El mundo orgánico también posee sus catalizadores. En realidad, algunos de ellos se conocen desde hace miles de años, aunque no por el mismo nombre. Son tan antiguos como la fabricación del pan y la elaboración del vino. La masa de pan, abandonada a sí misma, y protegida de la contaminación de las influencias ambientales, no fermentará. Si se añade una pizca de «levadura» (de la palabra latina que significa «subir»), aparecerán burbujas, que hincharán la masa y la harán más ligera.

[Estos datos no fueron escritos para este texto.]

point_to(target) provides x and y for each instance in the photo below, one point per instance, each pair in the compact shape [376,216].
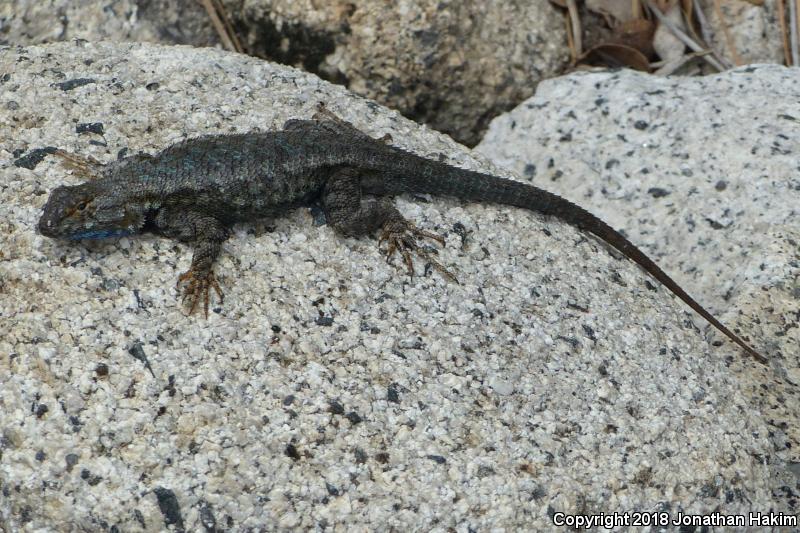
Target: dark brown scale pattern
[193,191]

La levadura también acelera la conversión de los zumos de frutas y granos en alcohol. Aquí de nuevo, la conversión implica la formación de burbujas, de tal modo que el proceso se ha denominado «fermentación», a partir de la palabra latina que significa «hervir». La preparación de la levadura se denomina «fermento».

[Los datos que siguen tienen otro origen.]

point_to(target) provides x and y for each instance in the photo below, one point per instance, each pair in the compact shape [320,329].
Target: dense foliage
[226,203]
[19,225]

Hasta el siglo XVII no se descubrió la naturaleza de la levadura. En el año 1680, Van Leeuwenhoek observó por vez primera células de levadura. Para este fin hizo uso de un instrumento que revolucionaría la Biología: el «microscopio». Se basa en el empleo y el enfoque de la luz mediante lentes. Ya hacia el año 1590 se idearon instrumentos que utilizaban combinaciones de lentes («Microscopios compuestos») por un pulidor de lentes, Zacharias Janssen. Los microscopios primitivos fueron en principio de utilidad, pero las lentes estaban tan imperfectamente pulidas que los objetos ampliados aparecían como burbujas cubiertas de pelusa, de estructura inapreciable. Van Leeuwenhoek pulió lentes delgadas, pero perfectas, que aumentaban la imagen hasta 200 veces. Utilizó lentes simples («microscopio simple»).

Con el tiempo se extendió la práctica de utilizar buenas lentes en combinaciones (pues un microscopio compuesto tiene, al menos potencialmente, un mayor poder de resolución que un microscopio simple), y se hizo aún más extenso el mundo de lo muy pequeño. Un siglo y medio después de Leeuwenhoek, un físico francés, Charles Cagniard de la Tour, usando un buen microscopio estudió los pequeños fragmentos de levadura con la suficiente atención como para observarlos en el proceso de autorreproducción. Las pequeñas burbujas tenían vida. Más tarde, hacia 1850, la levadura se convirtió en un importante objeto de estudio.